Parkland documented patients' temperatures in pre-op, when they entered the OR and the PACU, and 30 minutes after arrival in the recovery unit. Of the 63 patients involved in the study, 20% were hypothermic in pre-op, 32% in the OR, 41% in the PACU and 7% after 30 minutes in recovery. These percentages were all well below 70%, the national average of inadvertent perioperative hypothermia (IPH) in 2018.

"We would have loved to use active warming measures in pre-op, but our budget couldn't handle the investment," says Justin Buchert, MSN, MEd, MS, RN, a quality specialist for surgical and trauma services at Parkland. "We instead opted for the warmed blankets because our hospital already owned two refrigerator-sized warming units, and they were at our disposal."

Parkland's literature review revealed that the average cost of an IPH event is $7,000. Besides that, the hospital determined patients would have shorter lengths of stay due to patient warming, which further cut costs. Parkland ultimately identified $2.35 million in potential savings from the study.

"Our study proved warming patients throughout the entire surgical process ultimately pays off big," says Mr. Buchert, who adds that a secondary benefit to maintaining normothermia is a reduction in patients' stress levels.

Potential multimillion-dollar savings weren't enough to move the needle at Parkland, however. "Considering our study's relatively low cost, you'd expect the hospital's stakeholders would have been all in on enhancing our patient warming protocols. They weren't," says Mr. Buchert. "Changing mindsets is hard. Most OR staff members are Type A personalities. We have our way of doing things, and change becomes personal. We understood getting the results we needed would involve changing mindsets because it involved changing routines." In addition, those changes to the routine would need constant, consistent reinforcement.

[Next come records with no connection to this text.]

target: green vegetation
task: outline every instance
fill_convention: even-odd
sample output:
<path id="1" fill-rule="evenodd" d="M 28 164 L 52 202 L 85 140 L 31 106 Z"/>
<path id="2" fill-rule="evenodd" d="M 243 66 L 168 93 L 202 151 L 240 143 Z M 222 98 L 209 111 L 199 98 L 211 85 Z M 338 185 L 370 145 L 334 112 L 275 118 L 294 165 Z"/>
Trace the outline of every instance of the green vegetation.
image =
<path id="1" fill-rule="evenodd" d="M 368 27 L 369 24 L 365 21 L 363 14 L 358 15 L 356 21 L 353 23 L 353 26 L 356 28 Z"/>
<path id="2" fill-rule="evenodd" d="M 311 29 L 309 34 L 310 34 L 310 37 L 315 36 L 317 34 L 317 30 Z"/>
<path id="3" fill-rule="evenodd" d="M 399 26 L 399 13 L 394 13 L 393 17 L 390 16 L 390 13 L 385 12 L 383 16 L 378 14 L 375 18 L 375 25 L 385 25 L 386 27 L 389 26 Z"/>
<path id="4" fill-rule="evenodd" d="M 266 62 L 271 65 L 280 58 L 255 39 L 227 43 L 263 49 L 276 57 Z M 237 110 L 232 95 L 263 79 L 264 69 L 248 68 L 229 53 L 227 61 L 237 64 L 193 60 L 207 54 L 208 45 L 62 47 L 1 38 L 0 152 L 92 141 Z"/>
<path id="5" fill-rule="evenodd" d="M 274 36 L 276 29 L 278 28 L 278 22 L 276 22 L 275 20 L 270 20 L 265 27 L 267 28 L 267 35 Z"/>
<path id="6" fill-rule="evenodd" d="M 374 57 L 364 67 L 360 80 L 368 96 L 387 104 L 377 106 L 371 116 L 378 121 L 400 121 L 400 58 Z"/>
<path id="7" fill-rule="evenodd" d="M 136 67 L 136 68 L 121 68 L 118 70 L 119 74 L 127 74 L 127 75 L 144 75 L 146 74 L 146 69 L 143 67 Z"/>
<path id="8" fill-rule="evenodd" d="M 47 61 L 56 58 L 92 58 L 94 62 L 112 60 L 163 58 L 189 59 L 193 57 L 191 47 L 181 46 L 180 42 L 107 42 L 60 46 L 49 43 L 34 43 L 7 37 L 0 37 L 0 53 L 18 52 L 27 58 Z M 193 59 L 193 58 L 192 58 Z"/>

Interestingly, to foster buy-in, the rollout of the warming protocol wasn't made to the entire staff at once. "Our approach was one on one," says Mr. Buchert. "If I talked to a nurse, the message was: This warming protocol is directly improving patient care. It is a level higher than what we're doing now." He also reminded each staffer that the warming protocol was evidence-based, and that patient warming had been approved by numerous organizations and the Joint Commission.

"If you're considering a prewarming program that will require multi-level buy-in, tailor your approach to each stakeholder's role," advises Mr. Buchert. "Your surgeons need to be approached differently than OR staff. If we spoke to physicians, the message was fact-filled: Patients can go home earlier, there will be a lower chance of surgical site infections and you will reduce recovery times, which could ultimately allow you to do more cases."